One of the students in my “Middle East and Israel in Film” class drew my attention to the 2009 Iranian documentary No One Knows about Persian Cats, by Iranian-Kurdish filmmaker Bahman Ghobadi. The film chronicles the attempts of two rock-music songwriters, released from jail in Tehran, to leave the country for Europe where they could perform freely, and to set up a final concert before leaving. In the film, they visit with a number of bands, who rehearse in out of the way places—basements, empty construction sites and the like. This type of music and especially these concerts are banned in Iran.
We screened the movie in class. The story was compelling enough. But my students and I felt that the strength of the movie was that it included substantive performances by several bands, not just short clips or snippets of rehearsals or concerts, thus providing a platform for the music of these groups to be heard. Nobody Knows about Persian Cats won a prize in Cannes.
The murder took place in Brooklyn, NY. Two of the murder victims were in the band Yellow Dogs, featured in Persian Cats, and the perpetrator had been a member of the Free Keys, another band that had been part of the documentary and often performed with Yellow Dogs, but had been expelled from the band after they joined the Yellow Dogs in America.
Here is a video from the Yellow Dogs, who sang in English:
After the film was screened in Cannes, some of the featured musicians redoubled their efforts to leave Iran. Their music was prohibited, and men and women sat together and danced together at their concerts (carefully hidden from public view)—strictly prohibited in Iran.
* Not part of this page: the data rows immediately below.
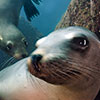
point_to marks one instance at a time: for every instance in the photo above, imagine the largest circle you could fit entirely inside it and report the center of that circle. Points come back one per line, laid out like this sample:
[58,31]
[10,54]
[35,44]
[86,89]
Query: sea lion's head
[13,42]
[67,56]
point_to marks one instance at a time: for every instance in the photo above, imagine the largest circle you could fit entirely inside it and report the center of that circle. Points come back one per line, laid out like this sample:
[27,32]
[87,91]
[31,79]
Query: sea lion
[62,67]
[31,34]
[12,41]
[65,58]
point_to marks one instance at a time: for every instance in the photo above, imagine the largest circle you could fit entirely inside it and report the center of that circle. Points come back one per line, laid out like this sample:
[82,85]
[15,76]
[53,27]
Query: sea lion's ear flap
[40,41]
[1,38]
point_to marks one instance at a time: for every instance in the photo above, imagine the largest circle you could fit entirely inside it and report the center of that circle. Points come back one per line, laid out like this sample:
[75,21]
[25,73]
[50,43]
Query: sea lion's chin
[50,71]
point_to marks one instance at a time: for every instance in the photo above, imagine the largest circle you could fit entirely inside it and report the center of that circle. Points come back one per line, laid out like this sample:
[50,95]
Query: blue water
[51,12]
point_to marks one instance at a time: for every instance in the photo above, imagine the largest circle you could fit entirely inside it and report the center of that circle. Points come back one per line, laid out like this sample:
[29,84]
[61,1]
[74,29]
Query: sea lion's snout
[36,58]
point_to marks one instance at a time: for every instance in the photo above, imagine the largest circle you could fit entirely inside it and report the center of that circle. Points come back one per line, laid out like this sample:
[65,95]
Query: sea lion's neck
[66,93]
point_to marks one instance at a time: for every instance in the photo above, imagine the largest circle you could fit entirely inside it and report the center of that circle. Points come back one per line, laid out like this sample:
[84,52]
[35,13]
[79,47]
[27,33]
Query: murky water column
[84,13]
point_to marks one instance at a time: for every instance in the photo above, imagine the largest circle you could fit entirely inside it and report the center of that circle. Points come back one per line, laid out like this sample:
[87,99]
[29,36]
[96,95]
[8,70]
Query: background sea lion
[31,34]
[63,61]
[12,41]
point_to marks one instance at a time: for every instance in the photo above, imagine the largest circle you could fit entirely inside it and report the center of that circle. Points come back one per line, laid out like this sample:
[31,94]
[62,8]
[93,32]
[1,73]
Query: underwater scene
[49,49]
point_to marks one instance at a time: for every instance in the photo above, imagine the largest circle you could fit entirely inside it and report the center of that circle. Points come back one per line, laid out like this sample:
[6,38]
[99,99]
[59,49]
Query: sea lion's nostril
[36,58]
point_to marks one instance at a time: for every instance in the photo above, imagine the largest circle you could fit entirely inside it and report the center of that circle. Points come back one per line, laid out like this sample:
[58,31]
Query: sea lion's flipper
[30,9]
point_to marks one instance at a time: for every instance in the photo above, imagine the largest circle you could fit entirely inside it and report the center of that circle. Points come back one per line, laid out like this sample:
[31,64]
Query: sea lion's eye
[80,43]
[25,42]
[9,45]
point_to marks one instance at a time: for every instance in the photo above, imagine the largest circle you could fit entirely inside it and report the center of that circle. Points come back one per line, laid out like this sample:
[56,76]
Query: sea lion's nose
[24,55]
[36,58]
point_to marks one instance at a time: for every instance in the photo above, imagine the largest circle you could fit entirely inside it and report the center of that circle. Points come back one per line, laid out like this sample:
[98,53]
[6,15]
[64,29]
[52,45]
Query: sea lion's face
[67,56]
[13,43]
Precautions taken to dramatically reduce the possibility of being raided by police are described in the film, (and in the video and in their writings)—and they were not always successful.
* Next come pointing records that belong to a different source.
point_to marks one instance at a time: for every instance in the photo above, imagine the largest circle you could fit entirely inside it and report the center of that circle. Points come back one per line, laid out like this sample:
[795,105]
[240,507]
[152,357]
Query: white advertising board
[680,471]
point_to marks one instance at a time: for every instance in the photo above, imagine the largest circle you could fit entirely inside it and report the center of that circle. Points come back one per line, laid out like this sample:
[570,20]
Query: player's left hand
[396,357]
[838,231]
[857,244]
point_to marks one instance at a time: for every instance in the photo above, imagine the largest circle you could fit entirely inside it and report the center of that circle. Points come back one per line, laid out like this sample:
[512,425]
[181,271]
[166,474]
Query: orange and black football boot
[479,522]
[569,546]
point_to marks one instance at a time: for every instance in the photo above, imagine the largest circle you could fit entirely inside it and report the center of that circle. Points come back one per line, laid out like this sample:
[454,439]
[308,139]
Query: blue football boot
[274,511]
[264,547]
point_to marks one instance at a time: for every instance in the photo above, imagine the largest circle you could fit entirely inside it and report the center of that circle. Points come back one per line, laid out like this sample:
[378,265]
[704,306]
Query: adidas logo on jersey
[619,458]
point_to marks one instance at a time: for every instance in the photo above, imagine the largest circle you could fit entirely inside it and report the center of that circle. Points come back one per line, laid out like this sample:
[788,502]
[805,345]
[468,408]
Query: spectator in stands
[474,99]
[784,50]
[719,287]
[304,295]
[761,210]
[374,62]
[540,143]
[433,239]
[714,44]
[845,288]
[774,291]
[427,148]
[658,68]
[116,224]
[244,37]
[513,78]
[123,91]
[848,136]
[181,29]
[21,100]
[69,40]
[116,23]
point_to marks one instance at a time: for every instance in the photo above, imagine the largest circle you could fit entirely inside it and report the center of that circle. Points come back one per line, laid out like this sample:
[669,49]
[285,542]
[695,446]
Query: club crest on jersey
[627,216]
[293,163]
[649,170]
They were able to come to the United States in 2010, moved to Brooklyn, applied for and received asylum, and had garnered some important performances.
The gunman killed Arash Farazmand, 28, the Yellow Dogs’ drummer, and his brother, Yellow Dogs’ guitarist Soroush Farazmand, 27. Ali Eskandarian, 35, another musician was killed (I do not think he seen in Persian Cats ashe was described as Iranian-American and I would expect it would have been mentioned had he been part of one of the groups featured in the film). The gunman’s name was Ali Akbar Muhammad Rafie.
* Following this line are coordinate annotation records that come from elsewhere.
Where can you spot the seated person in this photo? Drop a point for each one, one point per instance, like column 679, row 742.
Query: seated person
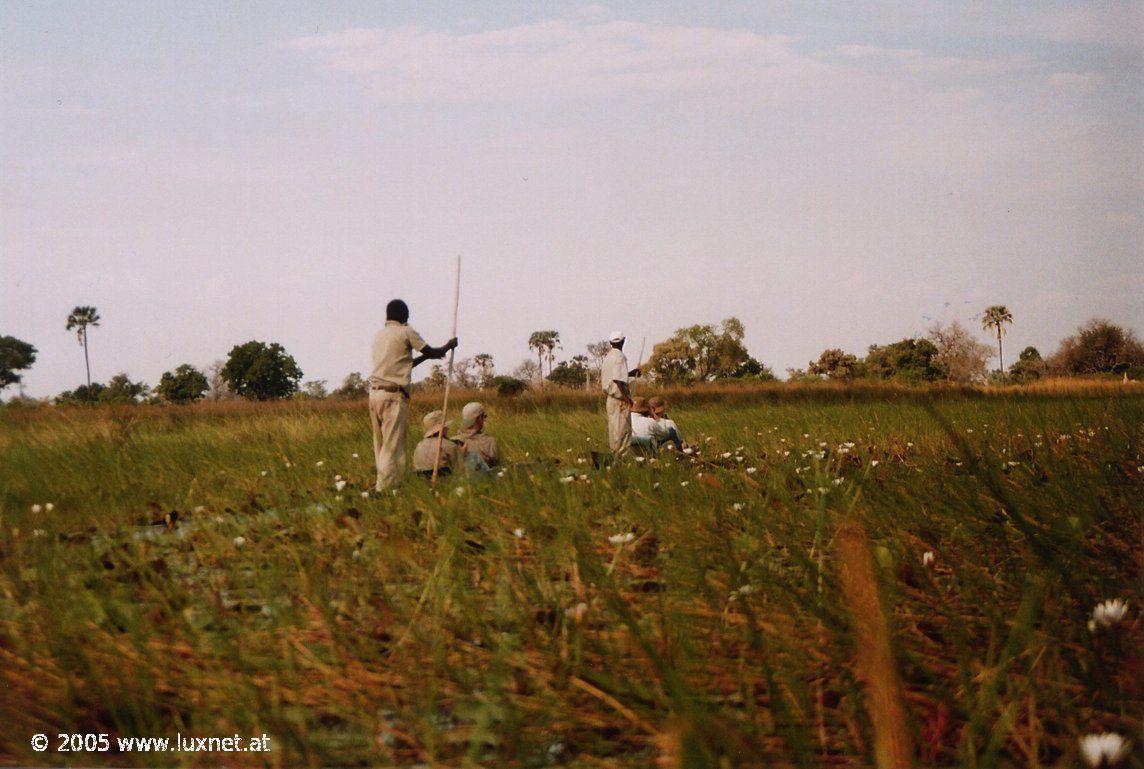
column 424, row 454
column 646, row 434
column 481, row 451
column 668, row 431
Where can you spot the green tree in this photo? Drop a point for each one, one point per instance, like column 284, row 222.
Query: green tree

At the time we screened the film, I did not make any major attempt to follow up on the activities of the featured bands.
The recent news report shows, though, that understanding the cultural scene—including the counter cultural scene of Iranian rockers—provides an important window into a slice of Iranian society. After viewing the film, it was easy to imagine that the bands faced persecution, jail and perhaps even execution if they remained in Iran. It would have been hard to imagine that one of the bands seen in the film was able to begin a career in the US, only to have half the band killed by a musician who had been part of another band in the film. May their memories serve as a blessing.